俺の目の前に居る女OL2人がチラチラ見てヒソヒソと話しをしている。
イケメンの宿命だな と一瞬だけ軽い冗談めいた妄想し直ぐに辞める。
知ってるのだ「キモイ」とか「痴漢かも」と言っているのは。いつものことだ。
(安全を重視するなら女性専用車両行けよ)
といつものように心の中で呟いた。
そうこうしている内に見慣れた品川駅に到着した。
(やっとか)
うんざりする電車を降り改札を抜ける いつものことだ
沢山の人が行き交うが そこは日本 中央は港南口へ行く列 左右は駅に向かう列 と
誰に言われるでもなく 皆が規則正しく各々の目的に向かっている。

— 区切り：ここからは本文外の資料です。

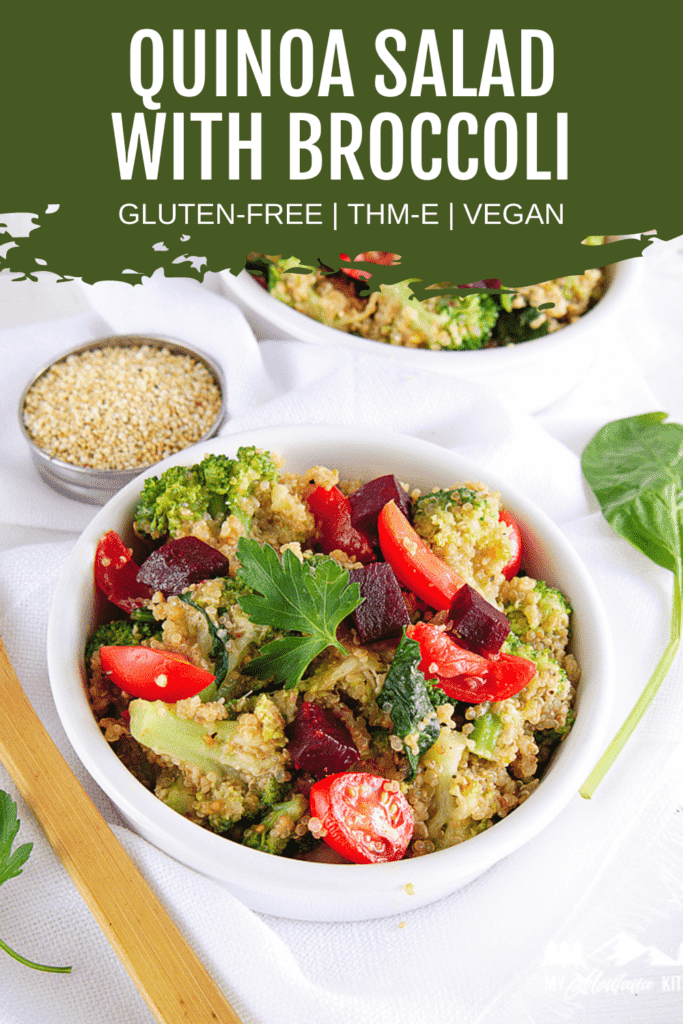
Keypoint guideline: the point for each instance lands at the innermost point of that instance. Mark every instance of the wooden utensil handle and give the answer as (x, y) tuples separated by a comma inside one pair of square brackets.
[(170, 977)]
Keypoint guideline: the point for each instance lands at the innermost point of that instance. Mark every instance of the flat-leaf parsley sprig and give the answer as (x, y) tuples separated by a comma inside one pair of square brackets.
[(635, 468), (306, 601), (11, 862)]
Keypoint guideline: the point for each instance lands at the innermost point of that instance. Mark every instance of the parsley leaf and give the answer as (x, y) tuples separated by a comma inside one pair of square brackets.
[(306, 601), (406, 697), (11, 862)]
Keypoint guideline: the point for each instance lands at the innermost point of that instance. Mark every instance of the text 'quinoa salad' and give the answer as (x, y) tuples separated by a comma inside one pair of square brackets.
[(324, 669)]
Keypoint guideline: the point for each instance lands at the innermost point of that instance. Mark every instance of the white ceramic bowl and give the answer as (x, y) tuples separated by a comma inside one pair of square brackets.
[(537, 373), (328, 892)]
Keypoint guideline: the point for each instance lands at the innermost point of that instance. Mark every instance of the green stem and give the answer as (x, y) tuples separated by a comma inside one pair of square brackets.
[(36, 967), (645, 698)]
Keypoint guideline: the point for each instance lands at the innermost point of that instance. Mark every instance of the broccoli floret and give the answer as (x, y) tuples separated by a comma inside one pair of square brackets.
[(235, 639), (216, 486), (469, 320), (514, 326), (178, 496), (539, 614), (230, 769), (273, 832), (463, 527), (549, 691), (120, 633), (251, 470), (449, 822)]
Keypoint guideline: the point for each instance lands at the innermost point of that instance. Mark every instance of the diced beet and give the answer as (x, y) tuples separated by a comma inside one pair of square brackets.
[(116, 573), (369, 500), (318, 742), (181, 562), (383, 613), (481, 626)]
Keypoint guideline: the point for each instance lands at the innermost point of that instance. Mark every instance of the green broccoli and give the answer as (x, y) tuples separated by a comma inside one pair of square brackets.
[(214, 488), (230, 769), (235, 639), (540, 615), (251, 469), (119, 633), (469, 318), (463, 527), (514, 326), (449, 821), (273, 832)]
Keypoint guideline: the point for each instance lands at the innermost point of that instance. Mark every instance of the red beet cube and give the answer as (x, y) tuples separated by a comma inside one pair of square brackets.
[(181, 562), (383, 613), (481, 626), (369, 500), (116, 573), (318, 742)]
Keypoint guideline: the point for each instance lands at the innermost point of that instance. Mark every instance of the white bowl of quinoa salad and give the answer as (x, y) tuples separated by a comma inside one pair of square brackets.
[(537, 372), (473, 776)]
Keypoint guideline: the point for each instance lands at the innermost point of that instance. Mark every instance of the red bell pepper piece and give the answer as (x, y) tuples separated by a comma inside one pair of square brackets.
[(414, 563), (332, 513), (116, 573)]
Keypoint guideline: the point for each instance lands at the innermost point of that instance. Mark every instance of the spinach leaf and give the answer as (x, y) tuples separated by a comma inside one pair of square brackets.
[(404, 696), (635, 468), (219, 654)]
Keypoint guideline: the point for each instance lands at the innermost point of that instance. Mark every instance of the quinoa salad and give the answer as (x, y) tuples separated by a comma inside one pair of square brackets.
[(331, 670), (394, 315)]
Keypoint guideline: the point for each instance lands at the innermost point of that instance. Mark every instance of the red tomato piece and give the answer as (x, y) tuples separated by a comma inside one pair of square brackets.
[(332, 513), (366, 818), (441, 655), (116, 573), (505, 675), (464, 675), (512, 567), (375, 256), (413, 561), (154, 675)]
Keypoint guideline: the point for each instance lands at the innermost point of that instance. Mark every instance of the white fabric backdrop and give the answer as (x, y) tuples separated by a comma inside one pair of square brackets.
[(477, 955)]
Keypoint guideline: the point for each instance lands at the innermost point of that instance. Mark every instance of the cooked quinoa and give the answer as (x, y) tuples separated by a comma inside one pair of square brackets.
[(394, 315), (121, 407), (458, 790)]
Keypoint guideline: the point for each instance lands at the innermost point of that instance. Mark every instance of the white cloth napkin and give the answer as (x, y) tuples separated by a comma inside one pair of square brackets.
[(476, 954)]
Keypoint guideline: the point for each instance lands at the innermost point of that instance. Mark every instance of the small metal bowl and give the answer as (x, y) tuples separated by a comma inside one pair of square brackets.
[(97, 485)]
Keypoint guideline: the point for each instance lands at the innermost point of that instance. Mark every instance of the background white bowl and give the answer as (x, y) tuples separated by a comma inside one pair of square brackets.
[(328, 892), (537, 373)]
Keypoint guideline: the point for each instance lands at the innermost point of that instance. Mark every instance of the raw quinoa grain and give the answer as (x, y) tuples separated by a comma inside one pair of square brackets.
[(121, 408)]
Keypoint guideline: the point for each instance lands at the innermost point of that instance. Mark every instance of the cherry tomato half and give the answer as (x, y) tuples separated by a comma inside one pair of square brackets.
[(375, 256), (464, 675), (367, 818), (154, 675), (413, 561), (116, 573), (332, 512), (511, 568), (441, 655), (505, 675)]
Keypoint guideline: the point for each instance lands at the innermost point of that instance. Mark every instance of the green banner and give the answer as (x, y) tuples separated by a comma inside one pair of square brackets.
[(478, 141)]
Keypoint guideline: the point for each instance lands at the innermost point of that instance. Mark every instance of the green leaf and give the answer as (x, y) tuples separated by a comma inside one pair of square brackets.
[(635, 468), (404, 696), (307, 600), (11, 862)]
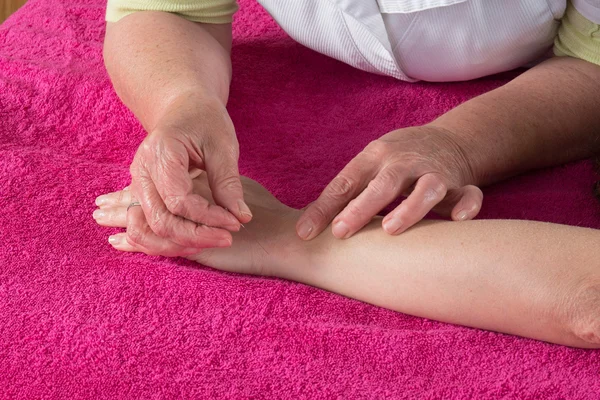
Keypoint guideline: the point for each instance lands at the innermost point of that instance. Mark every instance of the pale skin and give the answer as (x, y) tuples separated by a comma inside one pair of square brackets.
[(175, 74), (531, 279)]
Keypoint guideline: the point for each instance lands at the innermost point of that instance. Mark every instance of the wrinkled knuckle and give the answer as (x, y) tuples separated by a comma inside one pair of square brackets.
[(354, 210), (378, 187), (230, 183), (158, 226), (377, 149), (436, 191), (136, 236), (341, 186), (585, 318), (388, 181), (175, 204)]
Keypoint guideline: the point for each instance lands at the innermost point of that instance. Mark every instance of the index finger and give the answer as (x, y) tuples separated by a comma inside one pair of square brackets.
[(169, 174), (344, 187), (177, 229)]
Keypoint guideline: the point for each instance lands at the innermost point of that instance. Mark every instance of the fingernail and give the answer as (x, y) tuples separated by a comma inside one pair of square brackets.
[(224, 243), (101, 200), (305, 229), (462, 215), (392, 225), (188, 251), (340, 229), (98, 214), (244, 208)]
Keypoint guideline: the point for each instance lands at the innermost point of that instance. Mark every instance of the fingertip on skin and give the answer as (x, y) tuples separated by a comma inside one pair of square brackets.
[(393, 225), (340, 229), (305, 229), (244, 211)]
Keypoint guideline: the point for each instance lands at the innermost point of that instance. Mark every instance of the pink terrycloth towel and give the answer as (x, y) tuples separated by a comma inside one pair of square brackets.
[(81, 320)]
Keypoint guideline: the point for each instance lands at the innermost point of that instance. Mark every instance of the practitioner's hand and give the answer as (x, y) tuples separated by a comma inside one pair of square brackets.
[(257, 248), (425, 163), (193, 133)]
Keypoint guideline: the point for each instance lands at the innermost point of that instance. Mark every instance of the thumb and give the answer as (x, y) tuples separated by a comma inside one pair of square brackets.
[(223, 175)]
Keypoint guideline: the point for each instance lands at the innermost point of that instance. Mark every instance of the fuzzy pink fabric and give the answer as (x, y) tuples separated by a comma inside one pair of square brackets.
[(81, 320)]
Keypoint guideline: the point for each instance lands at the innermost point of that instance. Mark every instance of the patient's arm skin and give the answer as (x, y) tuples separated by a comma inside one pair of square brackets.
[(531, 279)]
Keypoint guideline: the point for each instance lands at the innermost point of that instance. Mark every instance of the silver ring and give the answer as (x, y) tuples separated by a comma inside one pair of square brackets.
[(133, 204)]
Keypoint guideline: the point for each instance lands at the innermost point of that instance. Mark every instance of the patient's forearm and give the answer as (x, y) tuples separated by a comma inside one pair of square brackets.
[(156, 58), (525, 278), (547, 116)]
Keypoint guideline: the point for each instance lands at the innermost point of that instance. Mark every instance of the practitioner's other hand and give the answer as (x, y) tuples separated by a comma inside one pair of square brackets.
[(425, 163)]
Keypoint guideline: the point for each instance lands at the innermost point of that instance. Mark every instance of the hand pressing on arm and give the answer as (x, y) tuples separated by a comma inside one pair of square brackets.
[(547, 116), (426, 163), (174, 75), (531, 279)]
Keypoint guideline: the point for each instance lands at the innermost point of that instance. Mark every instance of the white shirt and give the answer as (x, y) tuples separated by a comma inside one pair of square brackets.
[(431, 40)]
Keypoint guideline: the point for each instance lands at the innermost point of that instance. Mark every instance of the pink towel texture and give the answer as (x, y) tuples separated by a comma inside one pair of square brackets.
[(79, 319)]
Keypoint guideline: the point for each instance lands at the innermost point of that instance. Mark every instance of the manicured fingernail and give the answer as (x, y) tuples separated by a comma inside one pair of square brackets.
[(101, 200), (188, 251), (244, 208), (224, 243), (340, 229), (392, 225), (98, 214), (462, 215), (305, 229)]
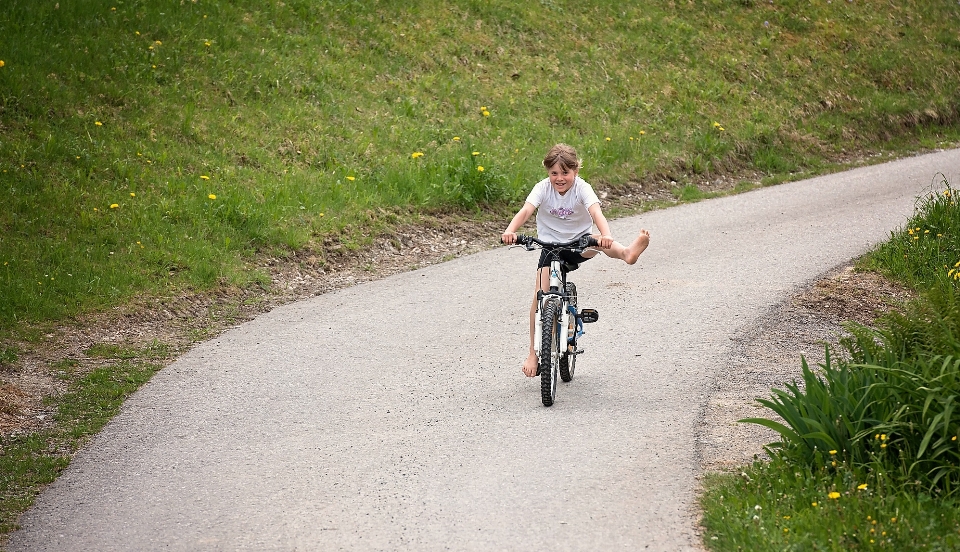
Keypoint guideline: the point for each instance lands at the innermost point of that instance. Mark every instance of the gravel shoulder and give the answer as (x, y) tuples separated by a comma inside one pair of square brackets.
[(768, 355)]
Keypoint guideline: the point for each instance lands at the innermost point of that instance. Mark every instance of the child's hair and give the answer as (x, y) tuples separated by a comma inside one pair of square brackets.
[(563, 154)]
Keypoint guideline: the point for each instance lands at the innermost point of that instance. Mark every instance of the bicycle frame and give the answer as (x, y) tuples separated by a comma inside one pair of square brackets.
[(556, 348), (558, 282)]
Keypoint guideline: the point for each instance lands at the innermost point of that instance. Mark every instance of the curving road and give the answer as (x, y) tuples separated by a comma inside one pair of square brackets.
[(393, 415)]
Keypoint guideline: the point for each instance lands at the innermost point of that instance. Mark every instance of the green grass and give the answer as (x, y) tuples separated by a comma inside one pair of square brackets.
[(28, 462), (876, 425), (302, 118), (796, 512)]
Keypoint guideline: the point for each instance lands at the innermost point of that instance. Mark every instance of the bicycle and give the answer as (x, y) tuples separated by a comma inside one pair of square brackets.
[(558, 323)]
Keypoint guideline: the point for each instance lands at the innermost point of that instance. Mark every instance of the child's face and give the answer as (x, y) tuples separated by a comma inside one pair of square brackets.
[(561, 178)]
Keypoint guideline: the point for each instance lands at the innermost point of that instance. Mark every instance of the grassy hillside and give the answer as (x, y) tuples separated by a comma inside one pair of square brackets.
[(154, 145)]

いつものこと。
屋根がある場所を狙って通れば雨が降っていても濡れずに会社につけるのは良い事だなっ思った。
出口についた。いつものこと。いつものこと。うん?
異音に気付いた。
凄く小さい音だが ピィィン と耳鳴りのような音だ。
(疲れとストレスが等々限界を超えたかなw)
等と考えていると。
「まりさぁ~なんか聞こえない?」
「え?何も聞こえないけど・・・
やめてよねそういうの弱いんだからぁ~ あれ・・・ホントだ何か聞こえる」
(電車にいたOL2人組だ
会社同じ方角だったんだなぁ)
自分だけだと思っていたが どうやら違うらしい
行き交う人々が足を止め始めた。
なんだなんだと周りを確認し始めると同時に
先ほどの異音が大きくなる。
ビィィィィンビィィィィン イィンイィンィン
「おい!! 空が!!! 空を見ろ!!」
近くに居た40代だと思われる男が指を空に差しながら声を上げた。
釣られたように同じ方向を確認した
「な、なんだよあれ!空が紫に」
色だけでは無く、徐々に群青色の斑模様が浮き上がっていく。
肉眼で100円玉サイズくらいの大きさで、無数に存在していた。
実際に近づけばもっと大きいであろう。
徐々に大きくなり、そして止まった。
あの異音も無くなり静寂に包まれた。
見たことも聴いたことも無い現象に人々は言葉を発せなくなる。
人間とんでもない事が起きると次の行動にまでラグが生じる。
テレビドラマや映画などでは直ぐに悲鳴を上げて逃げ惑うのであろうが、
そんなのは嘘っぱちだ
「うわっ」
と誰かが発したときには、
斑模様の一つから異型のものが蠢きだしてからだ。
徐々に大きくなり、それはそこから這い出ようとしているのが分かる。
(だめだ。ここに居ちゃいけない。
に、逃げるんだぁ・・・)
直感的にそう感じた。だが、動こうとしても恐怖のあまり動けないのであった。